Wairarapa forest owners hit by plummeting carbon credit prices should only be worried if they never saw the wood for the carbon, according to a Wairarapa consultant.
Steve Wilton of Forest Enterprises said he was unaware of Wairarapa forest owners selling up as the value of carbon credits diminishes, as have some elsewhere in New Zealand.
Once pegged at around $25, the importation of overseas carbon credits has reduced the value in New Zealand to less than $3 a tonne of carbon "sequestered" in the ground as wood.
However, Mr Wilton says the price of carbon should always have been only one consideration for forest owners.
"If [people] are entertaining carbon forestry, they should have made sure that their fallback position was a commercial forest," Mr Wilton said.
"The peril of not taking that into consideration is now obvious, if it wasn't before."
Describing a carbon credit as a "construct of international agreements and New Zealand's Emissions Trading Scheme", Mr Wilton contends the credits alone have "no intrinsic value".
Mr Wilton said his company had the "clear view from the time the ETS first included post 1990 forests, that extraordinary caution should be urged".
"We have held from the outset that if somebody wants to engage in carbon forestry, that somebody does so at considerable peril."
Mr Wilton describes the plummeting prices as "a precursor to what was going to happen anyway".
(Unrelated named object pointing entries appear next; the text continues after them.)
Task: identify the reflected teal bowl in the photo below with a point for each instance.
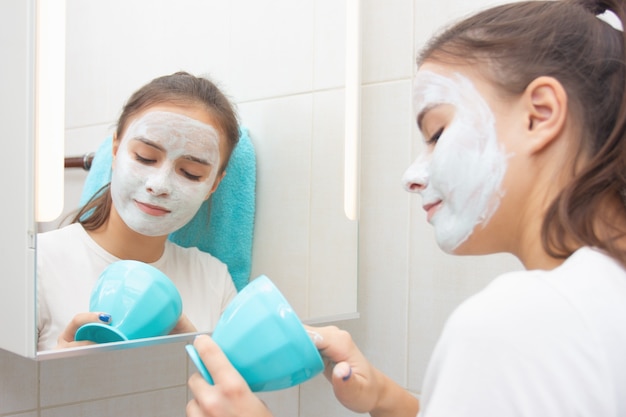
(264, 340)
(143, 302)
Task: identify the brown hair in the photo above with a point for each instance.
(178, 88)
(519, 42)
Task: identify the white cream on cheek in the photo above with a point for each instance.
(160, 184)
(466, 168)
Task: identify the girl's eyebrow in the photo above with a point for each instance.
(155, 145)
(149, 143)
(196, 159)
(423, 112)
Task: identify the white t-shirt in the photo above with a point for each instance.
(536, 343)
(69, 263)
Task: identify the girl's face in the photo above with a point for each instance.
(460, 173)
(166, 164)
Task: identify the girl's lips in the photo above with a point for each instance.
(431, 209)
(151, 210)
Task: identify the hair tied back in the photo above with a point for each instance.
(597, 7)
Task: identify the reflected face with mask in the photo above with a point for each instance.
(460, 172)
(166, 164)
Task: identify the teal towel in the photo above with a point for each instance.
(226, 232)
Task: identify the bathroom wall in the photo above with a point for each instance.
(407, 287)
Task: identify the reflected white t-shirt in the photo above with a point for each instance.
(536, 343)
(69, 263)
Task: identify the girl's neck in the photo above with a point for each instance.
(122, 242)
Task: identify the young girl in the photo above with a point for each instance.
(523, 112)
(171, 147)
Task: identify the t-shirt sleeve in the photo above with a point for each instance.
(516, 349)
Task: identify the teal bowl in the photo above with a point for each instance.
(264, 340)
(142, 301)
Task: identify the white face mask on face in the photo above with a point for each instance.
(466, 168)
(152, 192)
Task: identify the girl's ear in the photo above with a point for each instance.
(546, 105)
(218, 179)
(114, 148)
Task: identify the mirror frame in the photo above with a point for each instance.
(18, 293)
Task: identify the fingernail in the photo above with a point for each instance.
(315, 336)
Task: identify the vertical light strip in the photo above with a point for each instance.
(49, 108)
(352, 109)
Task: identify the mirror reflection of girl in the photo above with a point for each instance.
(170, 149)
(523, 111)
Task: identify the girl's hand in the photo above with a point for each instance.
(184, 325)
(66, 339)
(357, 384)
(230, 396)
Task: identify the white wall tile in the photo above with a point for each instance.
(27, 414)
(101, 375)
(383, 231)
(282, 403)
(387, 40)
(280, 130)
(111, 51)
(334, 238)
(18, 383)
(330, 44)
(161, 403)
(272, 44)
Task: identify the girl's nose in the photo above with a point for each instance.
(159, 184)
(415, 178)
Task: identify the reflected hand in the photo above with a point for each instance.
(183, 325)
(230, 396)
(66, 339)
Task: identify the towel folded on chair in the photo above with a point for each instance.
(224, 224)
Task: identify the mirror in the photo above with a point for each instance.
(284, 65)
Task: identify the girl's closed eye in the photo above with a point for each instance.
(434, 138)
(144, 159)
(190, 176)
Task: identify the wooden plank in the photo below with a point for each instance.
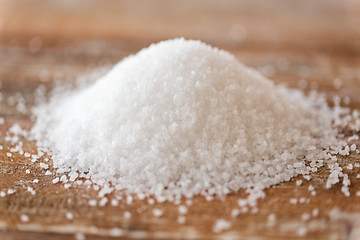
(289, 40)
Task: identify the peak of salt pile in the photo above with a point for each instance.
(183, 118)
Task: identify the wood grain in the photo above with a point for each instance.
(42, 42)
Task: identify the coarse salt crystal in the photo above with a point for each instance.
(24, 218)
(157, 212)
(221, 225)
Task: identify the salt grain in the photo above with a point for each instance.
(24, 218)
(157, 212)
(181, 118)
(221, 225)
(127, 214)
(181, 219)
(182, 210)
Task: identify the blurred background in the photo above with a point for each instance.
(300, 43)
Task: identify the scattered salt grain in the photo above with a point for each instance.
(235, 212)
(182, 210)
(92, 202)
(44, 165)
(157, 212)
(301, 231)
(305, 217)
(271, 220)
(24, 218)
(55, 180)
(129, 200)
(10, 191)
(221, 225)
(181, 219)
(150, 136)
(103, 202)
(127, 214)
(315, 212)
(353, 147)
(69, 216)
(80, 236)
(151, 201)
(114, 202)
(307, 177)
(31, 190)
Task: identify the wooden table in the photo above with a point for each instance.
(46, 41)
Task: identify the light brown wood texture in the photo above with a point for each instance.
(46, 41)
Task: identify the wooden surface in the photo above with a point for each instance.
(46, 41)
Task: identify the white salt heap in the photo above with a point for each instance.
(183, 118)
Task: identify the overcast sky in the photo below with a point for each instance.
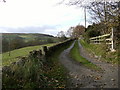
(38, 16)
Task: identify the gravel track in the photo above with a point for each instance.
(83, 77)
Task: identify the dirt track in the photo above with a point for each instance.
(84, 77)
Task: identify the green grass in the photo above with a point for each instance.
(75, 55)
(100, 50)
(37, 73)
(15, 54)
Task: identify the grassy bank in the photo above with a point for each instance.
(37, 73)
(15, 54)
(101, 50)
(75, 55)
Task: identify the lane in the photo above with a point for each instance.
(110, 71)
(80, 75)
(86, 78)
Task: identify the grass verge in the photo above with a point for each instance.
(75, 55)
(100, 50)
(15, 54)
(36, 73)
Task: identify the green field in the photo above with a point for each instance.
(15, 54)
(75, 55)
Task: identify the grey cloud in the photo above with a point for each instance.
(30, 29)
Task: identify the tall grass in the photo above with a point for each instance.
(101, 50)
(37, 73)
(15, 54)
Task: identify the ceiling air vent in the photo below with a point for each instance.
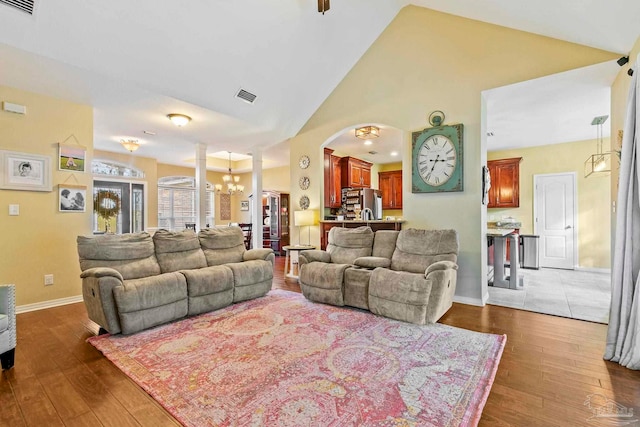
(26, 6)
(247, 97)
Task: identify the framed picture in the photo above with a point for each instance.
(22, 171)
(71, 157)
(72, 198)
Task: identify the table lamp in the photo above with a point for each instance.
(304, 218)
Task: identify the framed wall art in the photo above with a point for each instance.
(23, 171)
(72, 198)
(71, 157)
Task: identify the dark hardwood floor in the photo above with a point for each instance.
(550, 367)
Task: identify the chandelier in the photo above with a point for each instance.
(367, 132)
(599, 163)
(230, 181)
(130, 144)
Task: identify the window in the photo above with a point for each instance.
(177, 202)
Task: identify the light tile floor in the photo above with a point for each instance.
(583, 295)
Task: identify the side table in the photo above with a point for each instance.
(291, 259)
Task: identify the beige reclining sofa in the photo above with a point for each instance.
(132, 282)
(407, 275)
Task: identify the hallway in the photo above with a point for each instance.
(583, 295)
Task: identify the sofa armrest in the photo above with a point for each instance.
(312, 255)
(372, 262)
(440, 265)
(97, 292)
(258, 253)
(98, 272)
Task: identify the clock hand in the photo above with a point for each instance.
(434, 163)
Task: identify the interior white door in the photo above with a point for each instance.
(555, 219)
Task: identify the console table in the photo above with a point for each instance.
(291, 260)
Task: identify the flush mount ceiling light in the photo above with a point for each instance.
(323, 6)
(368, 132)
(130, 144)
(599, 163)
(179, 119)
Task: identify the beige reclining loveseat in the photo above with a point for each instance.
(132, 282)
(407, 275)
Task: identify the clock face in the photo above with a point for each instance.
(304, 162)
(437, 159)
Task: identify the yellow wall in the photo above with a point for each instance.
(42, 240)
(425, 61)
(619, 95)
(592, 199)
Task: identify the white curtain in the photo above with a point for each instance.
(623, 336)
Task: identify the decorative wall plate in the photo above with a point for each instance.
(304, 202)
(304, 162)
(304, 182)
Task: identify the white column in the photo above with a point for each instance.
(201, 186)
(256, 185)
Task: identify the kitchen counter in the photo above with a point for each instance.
(499, 232)
(353, 221)
(375, 224)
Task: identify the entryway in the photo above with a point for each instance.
(578, 294)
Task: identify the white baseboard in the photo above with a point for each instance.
(594, 270)
(468, 300)
(48, 304)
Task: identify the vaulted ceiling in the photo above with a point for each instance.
(137, 61)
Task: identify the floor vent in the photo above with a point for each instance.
(247, 97)
(26, 6)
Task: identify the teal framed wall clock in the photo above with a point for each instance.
(437, 159)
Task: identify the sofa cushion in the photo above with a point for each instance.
(132, 255)
(399, 295)
(178, 250)
(417, 249)
(372, 262)
(222, 245)
(147, 302)
(347, 244)
(384, 243)
(322, 282)
(209, 288)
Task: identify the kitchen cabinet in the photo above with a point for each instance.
(505, 183)
(390, 184)
(275, 220)
(356, 173)
(332, 180)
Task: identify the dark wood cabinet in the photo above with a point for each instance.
(390, 184)
(275, 220)
(505, 183)
(356, 173)
(332, 180)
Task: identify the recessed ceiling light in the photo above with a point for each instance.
(179, 119)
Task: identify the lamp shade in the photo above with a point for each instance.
(304, 218)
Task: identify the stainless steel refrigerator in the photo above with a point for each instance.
(364, 198)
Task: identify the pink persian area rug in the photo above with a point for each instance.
(281, 360)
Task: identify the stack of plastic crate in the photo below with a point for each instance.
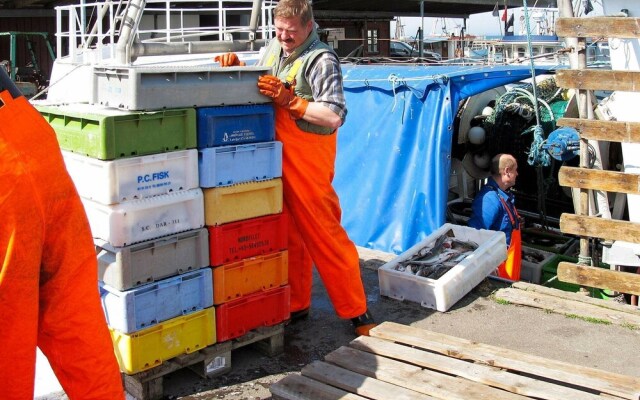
(137, 175)
(240, 168)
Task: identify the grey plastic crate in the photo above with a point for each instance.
(139, 308)
(156, 88)
(130, 266)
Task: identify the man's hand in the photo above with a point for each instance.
(273, 87)
(229, 60)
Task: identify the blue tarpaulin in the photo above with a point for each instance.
(394, 150)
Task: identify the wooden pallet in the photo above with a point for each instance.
(571, 304)
(402, 362)
(211, 361)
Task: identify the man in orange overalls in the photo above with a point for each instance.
(48, 278)
(306, 88)
(494, 208)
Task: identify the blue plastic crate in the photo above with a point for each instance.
(147, 305)
(231, 125)
(228, 165)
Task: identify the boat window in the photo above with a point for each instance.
(372, 41)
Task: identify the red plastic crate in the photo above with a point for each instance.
(248, 238)
(250, 275)
(237, 317)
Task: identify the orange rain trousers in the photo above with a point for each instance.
(48, 280)
(315, 234)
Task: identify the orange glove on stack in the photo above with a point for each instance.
(273, 87)
(229, 60)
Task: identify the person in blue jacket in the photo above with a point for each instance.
(494, 208)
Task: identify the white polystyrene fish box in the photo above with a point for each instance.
(444, 292)
(135, 221)
(114, 181)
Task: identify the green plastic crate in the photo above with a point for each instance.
(109, 134)
(547, 241)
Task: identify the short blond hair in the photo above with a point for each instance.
(294, 8)
(500, 162)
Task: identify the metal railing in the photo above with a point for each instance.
(92, 32)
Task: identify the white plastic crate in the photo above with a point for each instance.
(156, 88)
(442, 293)
(125, 267)
(110, 182)
(135, 221)
(147, 305)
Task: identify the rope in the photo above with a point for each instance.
(395, 81)
(537, 156)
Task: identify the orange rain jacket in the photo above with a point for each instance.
(315, 234)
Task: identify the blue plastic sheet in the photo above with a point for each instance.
(394, 150)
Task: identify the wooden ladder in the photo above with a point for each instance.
(583, 79)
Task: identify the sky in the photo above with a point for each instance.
(478, 24)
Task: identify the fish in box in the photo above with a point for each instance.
(399, 282)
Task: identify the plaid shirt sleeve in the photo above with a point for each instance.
(325, 79)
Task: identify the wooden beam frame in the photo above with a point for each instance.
(596, 27)
(610, 131)
(595, 179)
(583, 225)
(585, 79)
(584, 275)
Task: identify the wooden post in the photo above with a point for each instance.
(578, 60)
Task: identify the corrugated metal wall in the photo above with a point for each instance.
(28, 24)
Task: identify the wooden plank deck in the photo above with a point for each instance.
(403, 362)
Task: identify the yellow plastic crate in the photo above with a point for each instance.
(147, 348)
(254, 274)
(242, 201)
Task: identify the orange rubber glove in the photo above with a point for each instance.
(273, 87)
(229, 60)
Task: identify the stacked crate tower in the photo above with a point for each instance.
(138, 174)
(240, 168)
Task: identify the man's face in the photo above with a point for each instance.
(511, 175)
(291, 33)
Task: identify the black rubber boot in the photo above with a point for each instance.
(363, 324)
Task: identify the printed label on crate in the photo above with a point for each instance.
(242, 239)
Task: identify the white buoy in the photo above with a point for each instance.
(476, 135)
(482, 160)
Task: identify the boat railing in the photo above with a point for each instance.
(99, 33)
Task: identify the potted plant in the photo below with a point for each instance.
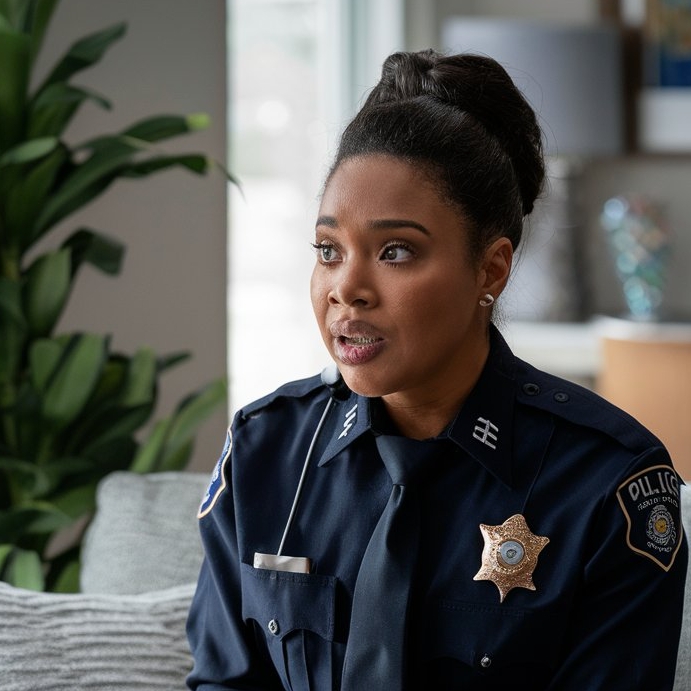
(71, 409)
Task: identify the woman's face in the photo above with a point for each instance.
(394, 291)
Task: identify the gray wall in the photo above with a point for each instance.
(171, 295)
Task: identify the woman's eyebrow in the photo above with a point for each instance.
(379, 224)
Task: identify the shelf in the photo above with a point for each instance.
(663, 119)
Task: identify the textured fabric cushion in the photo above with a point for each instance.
(683, 677)
(51, 642)
(145, 534)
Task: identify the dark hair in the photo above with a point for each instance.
(465, 122)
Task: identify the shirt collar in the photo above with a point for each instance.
(483, 427)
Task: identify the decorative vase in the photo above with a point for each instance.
(639, 240)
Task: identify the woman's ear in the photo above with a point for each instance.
(496, 267)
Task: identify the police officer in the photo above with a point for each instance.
(444, 516)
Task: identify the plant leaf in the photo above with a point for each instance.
(44, 356)
(33, 480)
(12, 329)
(166, 126)
(99, 250)
(196, 163)
(5, 551)
(67, 580)
(25, 570)
(54, 107)
(15, 57)
(194, 410)
(47, 287)
(83, 54)
(140, 386)
(28, 151)
(74, 380)
(25, 198)
(170, 443)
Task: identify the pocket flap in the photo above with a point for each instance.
(281, 602)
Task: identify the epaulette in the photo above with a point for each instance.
(581, 406)
(294, 389)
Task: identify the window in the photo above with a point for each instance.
(298, 69)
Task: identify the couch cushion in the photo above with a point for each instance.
(57, 642)
(145, 533)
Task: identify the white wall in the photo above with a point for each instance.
(171, 295)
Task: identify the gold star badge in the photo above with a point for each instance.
(510, 555)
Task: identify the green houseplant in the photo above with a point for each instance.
(71, 409)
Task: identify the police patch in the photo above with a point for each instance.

"Kyoto was meant to solve the world's carbon problem, and then carbon has no value, and all you have got is the trees in the ground. It [carbon alone] is a short-sighted investment."
With carbon credit prices falling, there is also a decreasing penalty for forest owners who might choose to harvest and not replant.
Under legislation, these owners are deemed to have lost the carbon credits and must purchase them from somewhere else.
This is now a cheaper option than it was, and commentators have noted that works against the Government's aims of encouraging forest planting and discouraging deforestation.